Untuk mengantisipasi kerusakan yang lebih parah, selama 2012, P3L Unram menempatkan 160 unit pemecah gelombang. Terdiri atas 120 unit struktur bentuk kubus dan 40 unit reef ball.
Selain erosi, lingkungan Gili Trawangan juga terancam sampah. Ketua Kelompok Masyarakat Peduli Lingkungan (KMPL) Gili Trawangan Malik menyebutkan sulitnya menangani sampah yang setiap hari sekitar 10-15 ton. Lahan sewa untuk pembuangan sampah seluas 20 are telah penuh. “Kami ingin pemerintah daerah membantu meminjamkan tanah seluas 80 are, tapi tidak ada respons,” ujarnya.

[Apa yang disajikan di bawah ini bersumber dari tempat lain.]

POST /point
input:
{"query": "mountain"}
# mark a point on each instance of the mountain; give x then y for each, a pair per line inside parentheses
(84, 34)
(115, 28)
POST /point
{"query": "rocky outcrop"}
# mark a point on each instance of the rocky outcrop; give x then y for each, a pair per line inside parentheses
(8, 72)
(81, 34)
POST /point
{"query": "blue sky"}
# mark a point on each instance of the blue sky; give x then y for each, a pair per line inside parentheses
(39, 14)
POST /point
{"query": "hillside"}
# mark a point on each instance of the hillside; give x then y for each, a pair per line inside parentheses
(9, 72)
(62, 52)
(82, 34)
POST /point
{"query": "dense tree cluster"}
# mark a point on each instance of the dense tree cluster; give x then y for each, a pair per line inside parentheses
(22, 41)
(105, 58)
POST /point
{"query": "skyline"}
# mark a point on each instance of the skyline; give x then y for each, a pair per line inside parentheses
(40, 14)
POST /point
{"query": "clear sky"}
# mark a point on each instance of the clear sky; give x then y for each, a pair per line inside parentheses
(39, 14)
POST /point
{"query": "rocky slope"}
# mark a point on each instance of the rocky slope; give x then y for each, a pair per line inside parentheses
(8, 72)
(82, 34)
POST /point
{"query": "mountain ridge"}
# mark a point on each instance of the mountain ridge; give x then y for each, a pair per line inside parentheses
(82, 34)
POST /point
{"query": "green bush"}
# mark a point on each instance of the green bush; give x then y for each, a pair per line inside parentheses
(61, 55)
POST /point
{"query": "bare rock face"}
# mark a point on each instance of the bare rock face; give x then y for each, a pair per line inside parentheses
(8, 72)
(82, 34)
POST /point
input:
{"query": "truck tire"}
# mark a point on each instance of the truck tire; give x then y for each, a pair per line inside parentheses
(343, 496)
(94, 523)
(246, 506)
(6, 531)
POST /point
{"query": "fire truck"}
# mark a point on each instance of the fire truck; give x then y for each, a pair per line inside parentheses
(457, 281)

Dana patungan pengusaha setempat digunakan untuk membeli peralatan pengelolaan sampah untuk mengepak sampah dan memotong plastik. Juga untuk membeli kapal barang senilai Rp 172 juta yang mampu mengangkut sampah 15 ton.
Imam mengkritik pengelolaan sampah di Gili Trawangan. Menurut dia, sampah semestinya dibawa dan ditangani di Lombok. “Di Australia, tidak ada pengelolaan sampah di pulau kecil.”
Hari ini, United Nations Development Programme (UNDP) atau Badan Program Pembangunan PBB meninjau kawasan wisata Gili Indah—Gili Trawangan, Gili Meno, dan Gili Air—di Kabupaten Lombok Utara. Lembaga tersebut melihat dampak erosi yang mengikis pantai di pulau wisata primadona Nusa Tenggara Barat itu.